OCP Data Preprocessing Tutorial#

This notebook provides an overview of converting ASE Atoms objects to PyTorch Geometric Data objects. To better understand the raw data contained within OC20, check out the following tutorial first: https://github.com/Open-Catalyst-Project/ocp/blob/master/docs/source/tutorials/data_visualization.ipynb

from fairchem.core.preprocessing import AtomsToGraphs
import ase.io
from ase.build import bulk
from ase.build import fcc100, add_adsorbate, molecule
from ase.constraints import FixAtoms
from ase.calculators.emt import EMT
from ase.optimize import BFGS

Generate toy dataset: Relaxation of CO on Cu#

adslab = fcc100("Cu", size=(2, 2, 3))
ads = molecule("CO")
add_adsorbate(adslab, ads, 3, offset=(1, 1))
cons = FixAtoms(indices=[atom.index for atom in adslab if (atom.tag == 3)])
adslab.set_constraint(cons)
adslab.center(vacuum=13.0, axis=2)
adslab.set_pbc(True)
adslab.set_calculator(EMT())
dyn = BFGS(adslab, trajectory="CuCO_adslab.traj", logfile=None)
dyn.run(fmax=0, steps=1000)
/tmp/ipykernel_4190/901556023.py:8: DeprecationWarning: Please use atoms.calc = calc
  adslab.set_calculator(EMT())
False
raw_data = ase.io.read("CuCO_adslab.traj", ":")
print(len(raw_data))
1001

Convert Atoms object to Data object#

The AtomsToGraphs class takes in several arguments to control how Data objects created:

  • max_neigh (int): Maximum number of neighbors a given atom is allowed to have, discarding the furthest

  • radius (float): Cutoff radius to compute nearest neighbors around

  • r_energy (bool): Write energy to Data object

  • r_forces (bool): Write forces to Data object

  • r_distances (bool): Write distances between neighbors to Data object

  • r_edges (bool): Write neigbhor edge indices to Data object

  • r_fixed (bool): Write indices of fixed atoms to Data object

a2g = AtomsToGraphs(
    max_neigh=50,
    radius=6,
    r_energy=True,
    r_forces=True,
    r_distances=False,
    r_edges=True,
    r_fixed=True,
)
data_objects = a2g.convert_all(raw_data, disable_tqdm=True)
data = data_objects[0]
data
Data(pos=[14, 3], cell=[1, 3, 3], atomic_numbers=[14], natoms=14, tags=[14], edge_index=[2, 635], cell_offsets=[635, 3], edge_distance_vec=[635, 3], energy=3.9893144106683787, forces=[14, 3], fixed=[14])
data.atomic_numbers
tensor([29., 29., 29., 29., 29., 29., 29., 29., 29., 29., 29., 29.,  8.,  6.])
data.cell
tensor([[[ 5.1053,  0.0000,  0.0000],
         [ 0.0000,  5.1053,  0.0000],
         [ 0.0000,  0.0000, 32.6100]]])
data.edge_index #neighbor idx, source idx
tensor([[ 1,  2,  2,  ...,  5,  6,  3],
        [ 0,  0,  0,  ..., 13, 13, 13]])
from torch_geometric.utils import degree
# Degree corresponds to the number of neighbors a given node has.

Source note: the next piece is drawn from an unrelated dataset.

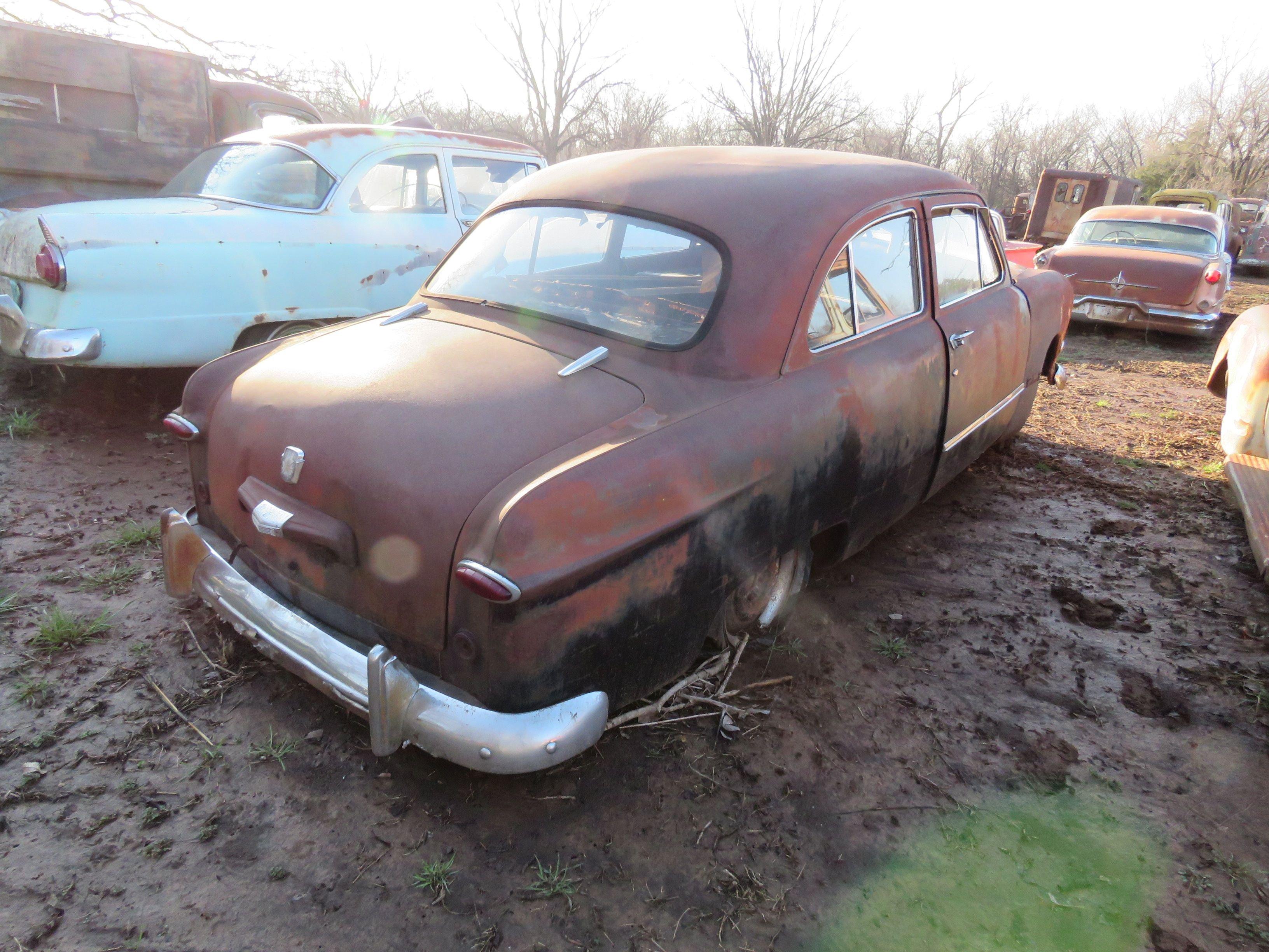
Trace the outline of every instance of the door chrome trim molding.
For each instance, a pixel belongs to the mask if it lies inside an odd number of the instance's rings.
[[[1019,383],[1014,388],[1013,393],[1010,393],[1009,396],[1006,396],[1004,400],[1001,400],[994,407],[991,407],[990,410],[987,410],[987,413],[985,413],[982,416],[980,416],[977,420],[975,420],[973,423],[971,423],[963,430],[961,430],[959,433],[957,433],[952,439],[949,439],[947,443],[944,443],[943,444],[943,452],[944,453],[949,453],[953,449],[956,449],[957,444],[961,440],[963,440],[966,437],[968,437],[971,433],[973,433],[976,429],[978,429],[982,424],[985,424],[992,416],[995,416],[1001,410],[1004,410],[1006,406],[1009,406],[1011,402],[1014,402],[1019,396],[1022,396],[1022,392],[1024,390],[1027,390],[1027,385],[1025,383]]]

Note there is no more than max_neigh neighbors for
# any given node.

degree(data.edge_index[1]) 
tensor([45., 45., 45., 46., 49., 49., 49., 49., 50., 49., 49., 49., 26., 35.])
data.fixed
tensor([1, 1, 1, 1, 0, 0, 0, 0, 0, 0, 0, 0, 0, 0], dtype=torch.int32)
data.forces
tensor([[ 1.7794e-15,  2.2235e-15,  1.1354e-01],
        [-8.0838e-16,  1.1120e-15,  1.1344e-01],
        [ 2.1459e-15,  1.2733e-15,  1.1344e-01],
        [-5.7891e-16,  8.3663e-16,  1.1294e-01],
        [-8.5221e-03, -8.5221e-03, -1.1496e-02],
        [ 8.5221e-03, -8.5221e-03, -1.1496e-02],
        [-8.5221e-03,  8.5221e-03, -1.1496e-02],
        [ 8.5221e-03,  8.5221e-03, -1.1496e-02],
        [-1.6723e-15, -1.1735e-15, -1.0431e-01],
        [ 3.9409e-16, -1.5543e-15, -6.6610e-02],
        [-3.4001e-15, -8.4849e-17, -6.6610e-02],
        [ 1.8858e-15,  9.3691e-16, -3.3250e-01],
        [-4.4046e-20, -4.4046e-20, -3.4247e-01],
        [ 8.7549e-18, -5.1229e-18,  5.0512e-01]])
data.pos
tensor([[ 0.0000,  0.0000, 13.0000],
        [ 2.5527,  0.0000, 13.0000],
        [ 0.0000,  2.5527, 13.0000],
        [ 2.5527,  2.5527, 13.0000],
        [ 1.2763,  1.2763, 14.8050],
        [ 3.8290,  1.2763, 14.8050],
        [ 1.2763,  3.8290, 14.8050],
        [ 3.8290,  3.8290, 14.8050],
        [ 0.0000,  0.0000, 16.6100],
        [ 2.5527,  0.0000, 16.6100],
        [ 0.0000,  2.5527, 16.6100],
        [ 2.5527,  2.5527, 16.6100],
        [ 2.5527,  2.5527, 19.6100],
        [ 2.5527,  2.5527, 18.4597]])
data.energy
3.9893144106683787

Adding additional info to your Data objects#

In addition to the above information, the OCP repo requires several other pieces of information for your data to work with the provided trainers:

  • sid (int): A unique identifier for a particular system. Does not affect your model performance, used for prediction saving

  • fid (int) (S2EF only): If training for the S2EF task, your data must also contain a unique frame identifier for atoms objects coming from the same system.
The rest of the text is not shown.